As part of the TÀKING CARE Project, the Slovene Ethnographic Museum designed an experimental exhibition exploring cotton cultivation from its first agrarian processes to contemporary challenges in this industry. The exhibition focused on two collections dating into the early 20th century which shed light on cotton production and the manufacture of cotton fabrics, but more importantly they testify to the involvement of Slovenian actors in the colonial processes. To explore present-day cotton cultivation in India and Togo, SEM collaborated with two researchers who conducted interviews with farmers and other stakeholders in cotton sector. Interviews allowed exhibition visitors to learn first-hand about what kind of challenges cotton growers in both countries are facing and what strategies they are developing to overcome them.



Speakers

Katharina Nowak, M.A. (University of Tübingen) is a doctoral candidate at the Department of Social and Cultural Anthropology at the University of Tübingen.

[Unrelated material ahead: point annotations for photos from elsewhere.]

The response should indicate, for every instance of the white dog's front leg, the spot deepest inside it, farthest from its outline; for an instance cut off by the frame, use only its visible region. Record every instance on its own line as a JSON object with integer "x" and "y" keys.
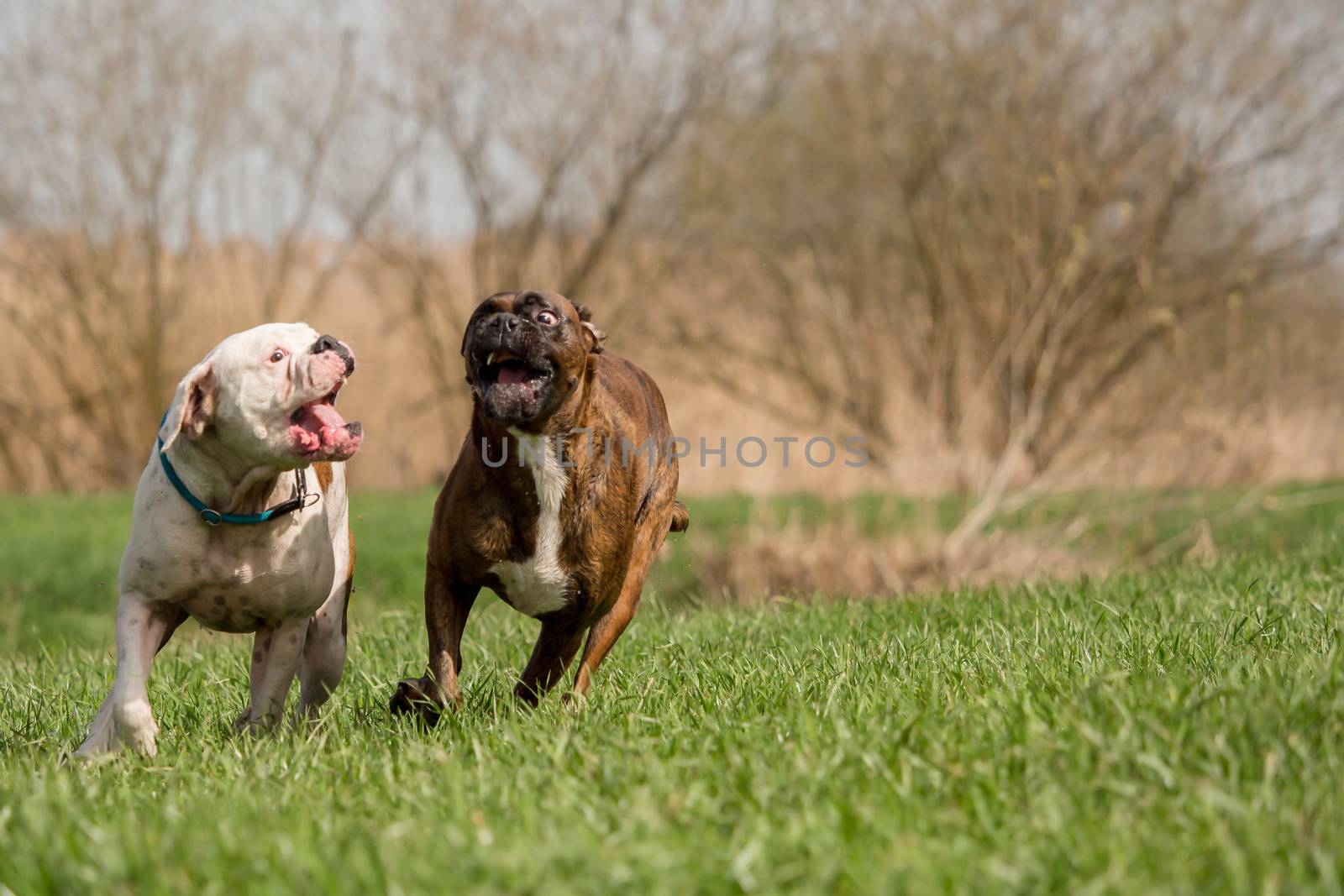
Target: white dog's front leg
{"x": 324, "y": 652}
{"x": 125, "y": 716}
{"x": 275, "y": 663}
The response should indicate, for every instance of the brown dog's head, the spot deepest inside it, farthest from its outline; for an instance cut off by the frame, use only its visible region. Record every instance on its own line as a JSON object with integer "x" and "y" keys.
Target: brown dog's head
{"x": 526, "y": 352}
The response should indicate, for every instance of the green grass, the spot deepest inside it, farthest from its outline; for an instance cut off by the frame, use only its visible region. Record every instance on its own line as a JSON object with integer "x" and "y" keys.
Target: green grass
{"x": 1179, "y": 730}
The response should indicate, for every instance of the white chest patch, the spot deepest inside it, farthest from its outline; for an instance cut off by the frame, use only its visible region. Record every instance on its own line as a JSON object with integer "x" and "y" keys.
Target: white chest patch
{"x": 539, "y": 584}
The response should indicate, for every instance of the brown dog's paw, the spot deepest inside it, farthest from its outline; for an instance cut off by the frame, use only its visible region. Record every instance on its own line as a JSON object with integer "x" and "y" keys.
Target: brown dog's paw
{"x": 413, "y": 696}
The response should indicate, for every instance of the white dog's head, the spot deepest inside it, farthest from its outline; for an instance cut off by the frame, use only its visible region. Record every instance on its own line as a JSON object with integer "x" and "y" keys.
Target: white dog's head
{"x": 269, "y": 396}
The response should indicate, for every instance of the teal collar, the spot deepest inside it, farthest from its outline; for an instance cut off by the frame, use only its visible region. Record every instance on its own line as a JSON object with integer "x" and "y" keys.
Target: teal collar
{"x": 215, "y": 517}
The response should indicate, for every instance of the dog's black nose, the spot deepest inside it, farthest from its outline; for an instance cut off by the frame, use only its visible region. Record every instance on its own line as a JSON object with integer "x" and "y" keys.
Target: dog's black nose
{"x": 333, "y": 344}
{"x": 504, "y": 322}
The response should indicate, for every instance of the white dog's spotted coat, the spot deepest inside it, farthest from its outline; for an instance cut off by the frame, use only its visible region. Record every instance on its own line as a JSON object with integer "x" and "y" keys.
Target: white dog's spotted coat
{"x": 286, "y": 579}
{"x": 539, "y": 584}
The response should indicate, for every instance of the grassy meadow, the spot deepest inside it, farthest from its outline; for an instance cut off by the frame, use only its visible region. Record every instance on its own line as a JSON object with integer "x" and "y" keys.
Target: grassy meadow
{"x": 1171, "y": 730}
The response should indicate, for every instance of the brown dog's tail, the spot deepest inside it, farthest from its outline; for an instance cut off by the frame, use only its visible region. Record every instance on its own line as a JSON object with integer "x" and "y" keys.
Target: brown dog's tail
{"x": 680, "y": 517}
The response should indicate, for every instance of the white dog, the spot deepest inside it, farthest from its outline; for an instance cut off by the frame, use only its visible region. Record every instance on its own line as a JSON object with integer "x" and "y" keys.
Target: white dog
{"x": 241, "y": 521}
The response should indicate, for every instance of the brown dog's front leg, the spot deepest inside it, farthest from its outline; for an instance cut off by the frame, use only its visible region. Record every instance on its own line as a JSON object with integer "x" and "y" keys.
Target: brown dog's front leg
{"x": 555, "y": 647}
{"x": 447, "y": 606}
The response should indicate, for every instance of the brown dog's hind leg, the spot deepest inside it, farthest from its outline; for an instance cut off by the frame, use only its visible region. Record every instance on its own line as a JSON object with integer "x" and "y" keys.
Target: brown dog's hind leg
{"x": 447, "y": 607}
{"x": 609, "y": 627}
{"x": 555, "y": 647}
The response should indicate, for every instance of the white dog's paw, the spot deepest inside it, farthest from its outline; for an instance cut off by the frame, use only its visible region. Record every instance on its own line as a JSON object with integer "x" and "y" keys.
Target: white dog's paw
{"x": 134, "y": 727}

From April 2021 to March 2023, she worked as an assistant curator for the Oceania collections at the MARKK.

Michel Lee is a curator working with the China, Korea, and Sven Hedin collections at the National Museums of World Culture, Sweden.

Kumu Basaw works as a Cultural Heritage Researcher and Preservation Worker at the Indigenous Peoples Cultural Development Center, Taiwan.

Ashley Coutu is a research curator for African archeology and the Deputy Head of Research at the Pitt Rivers Museum, Oxford.

Tina Palaić works as a national coordinator of the Taking Care project at the Slovene Ethnographic Museum. She explores different modes of decolonial museology in East-Central Europe with the focus on collaborative practices.